First graduate from Organizational and Professional Communication through World Campus
The Department graduated its first student earning the BA in Organizational and Professional Communication through World Campus. Barbara Van’s journey exemplifies how World Campus can help people achieve their educational goals: Armed with insights about communication in the workplace, Barbara’s next goal is to work in the nonprofit sector. Good luck, Barbara, on the next phase of your journey!
PhD Student recognized by STAR
PhD student Kasey Foley was awarded the Superior Teaching and Research (STAR) Award from the College of Liberal Arts. Kasey’s research examines interpersonal communication in health contexts, with a focus on strategic messaging to educate, motivate, and support public engagement in health issues. Funding provided by the award will be used in the development and testing of training modules that support primary care providers in their efforts to promote antibiotic stewardship. These will include theory-based modules on: (a) explaining a viral diagnosis, (b) conveying the risks of antibiotics, (c) advising on symptom relief, (d) providing emotional support, and (e) communicating about health with emerging adult patient populations. Congratulations, Kasey!

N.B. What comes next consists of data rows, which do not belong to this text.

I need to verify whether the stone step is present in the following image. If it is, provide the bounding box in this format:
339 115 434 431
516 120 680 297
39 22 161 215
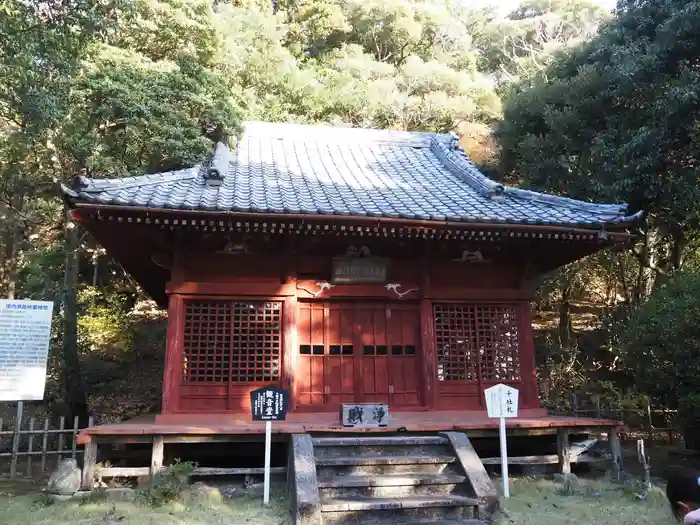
318 474 467 488
321 496 479 513
311 436 449 447
312 436 452 458
316 454 455 467
321 496 478 525
318 474 468 500
395 519 489 525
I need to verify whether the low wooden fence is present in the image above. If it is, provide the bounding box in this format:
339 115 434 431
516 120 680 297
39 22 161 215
571 395 681 444
0 414 93 478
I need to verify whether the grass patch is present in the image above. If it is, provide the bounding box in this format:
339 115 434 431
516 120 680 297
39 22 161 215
0 495 291 525
498 478 675 525
0 478 674 525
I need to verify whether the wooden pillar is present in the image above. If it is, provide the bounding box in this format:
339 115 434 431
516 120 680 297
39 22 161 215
518 301 540 408
557 427 571 474
420 299 437 410
162 294 185 414
608 427 622 481
80 439 97 490
281 295 299 410
149 436 165 482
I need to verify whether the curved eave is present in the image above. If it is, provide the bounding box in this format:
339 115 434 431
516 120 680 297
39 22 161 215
68 197 643 237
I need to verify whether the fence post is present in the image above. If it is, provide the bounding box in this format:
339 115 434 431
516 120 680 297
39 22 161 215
41 417 51 474
27 418 36 478
56 416 66 466
71 416 80 459
10 401 24 478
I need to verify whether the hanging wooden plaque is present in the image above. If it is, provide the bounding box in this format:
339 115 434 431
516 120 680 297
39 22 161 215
331 257 388 284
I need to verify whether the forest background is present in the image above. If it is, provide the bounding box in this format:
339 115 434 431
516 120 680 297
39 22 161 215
0 0 700 434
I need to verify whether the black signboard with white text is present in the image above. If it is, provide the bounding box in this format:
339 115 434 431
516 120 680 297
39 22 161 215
250 386 289 421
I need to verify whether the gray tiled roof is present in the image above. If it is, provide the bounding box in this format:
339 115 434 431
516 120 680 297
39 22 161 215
64 122 638 226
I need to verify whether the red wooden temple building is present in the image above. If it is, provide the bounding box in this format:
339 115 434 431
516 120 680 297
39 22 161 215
64 122 637 454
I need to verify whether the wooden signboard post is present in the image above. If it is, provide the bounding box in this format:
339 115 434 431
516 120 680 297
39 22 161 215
250 386 289 505
484 384 518 498
0 299 53 466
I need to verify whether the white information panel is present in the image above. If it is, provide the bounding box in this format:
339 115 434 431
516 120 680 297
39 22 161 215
0 299 53 401
484 384 518 498
484 384 518 417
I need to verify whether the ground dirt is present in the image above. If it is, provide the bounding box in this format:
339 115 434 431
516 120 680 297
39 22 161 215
0 478 674 525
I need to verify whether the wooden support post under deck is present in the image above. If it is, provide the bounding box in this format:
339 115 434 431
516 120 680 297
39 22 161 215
557 427 571 474
80 439 97 490
149 436 164 481
608 427 622 481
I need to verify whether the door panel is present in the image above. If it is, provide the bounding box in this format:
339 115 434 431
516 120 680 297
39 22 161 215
294 304 326 406
296 303 356 407
326 304 355 405
358 305 389 403
388 308 420 406
295 303 421 410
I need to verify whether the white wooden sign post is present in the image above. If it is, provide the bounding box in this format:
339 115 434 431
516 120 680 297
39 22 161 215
250 386 289 505
484 384 518 498
0 299 53 450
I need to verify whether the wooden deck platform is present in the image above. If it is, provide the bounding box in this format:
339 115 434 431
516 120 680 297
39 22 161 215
78 410 622 444
78 410 622 487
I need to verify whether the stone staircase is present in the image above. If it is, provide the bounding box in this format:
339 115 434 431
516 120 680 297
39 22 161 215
290 432 498 525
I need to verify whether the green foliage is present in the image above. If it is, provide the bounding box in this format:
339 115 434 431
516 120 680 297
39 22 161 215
498 0 700 251
678 392 700 426
78 287 134 358
137 459 196 507
620 272 700 408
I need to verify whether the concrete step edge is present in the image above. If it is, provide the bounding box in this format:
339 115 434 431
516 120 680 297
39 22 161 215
318 474 467 489
311 436 449 447
321 496 479 512
316 454 455 467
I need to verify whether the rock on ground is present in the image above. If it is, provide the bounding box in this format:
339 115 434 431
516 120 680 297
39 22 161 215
49 458 81 496
182 481 223 503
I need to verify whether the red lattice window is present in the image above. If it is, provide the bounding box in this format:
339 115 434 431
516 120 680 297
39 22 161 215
183 301 282 383
433 304 520 381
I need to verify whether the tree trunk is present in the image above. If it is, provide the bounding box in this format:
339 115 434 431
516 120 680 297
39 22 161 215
1 197 23 299
63 207 88 425
558 284 573 348
668 226 685 272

Speech and Debate: First Place Sweepstakes Award
SPEECH AND DEBATE: Members of the Penn State Speech and Debate Society recently attended a tournament at Otterbein University in Columbus, Ohio. The performance of the participants earned the team a First Place Sweepstakes award. Lillian Schaeffer was awarded a 5th place speaker award. Nevin Kara, a freshman, reached the semi-finals in Lincoln Douglas Debate. Sophomore Sarah Stevenson-Peck won 1st place in Lincoln Douglas debate. Congratulations to all!!
The Economist recognizes CAS PhD book: Remembering Emmett Till
ALUMNI NEWS: Remembering Emmett Till, the second book by 2006 CAS PhD Dave Tell, Professor of Communication Studies at the University of Kansas, has been named a book of the year by The Economist. The Economist describes the book, published by the University of Chicago Press, as "a fine history of racism, poverty and memory in the Mississippi Delta told through the lynching of Emmett Till, a black 14-year-old from Chicago whose murder in 1955—and his mother’s determination to display his mutilated features in an open coffin—made him an early martyr of the civil-rights movement." Congratulations to Dave! Find the full list of The Economist's forty international books of the year here: (Reading the full story requires email registration.)
Fall 2019 Civic Engagement Public Speaking Contest
Congratulations to the finalists in the Fall 19 Civic Engagement Public Speaking Contests! The department is grateful to our panel of judges, which included two alumni of the College of the Liberal Arts, Michael Rosenblatt and Mark Stephens, and one faculty member, Dara Walker, Assistant Professor of History, African American Studies, and Women’s, Gender, and Sexuality Studies. Our judges were charged to discerning excellence within a slate of outstanding speakers. When the dust settled, Dominic Cotner received first place for his speech, “Mental Health and Wellness.” Second place was Shannon Wellman, third place was Madison Cherry, and honorable mentions went to Madison Krieger, Eric Diamond, and Olivia Notto.
PhD Student receives STAR Award
Claire Strutzenberg was recently awarded the Superior Teaching and Research (STAR) Award from the college of Liberal Arts. Claire’s research examines how family communication influences individuals across the lifespan, primarily during times of developmental transition. Funding from the STAR award will be used to support ongoing longitudinal research examining the role of family relationships and social support on students’ stress and resilience during the adjustment to college. Congratulations, Claire!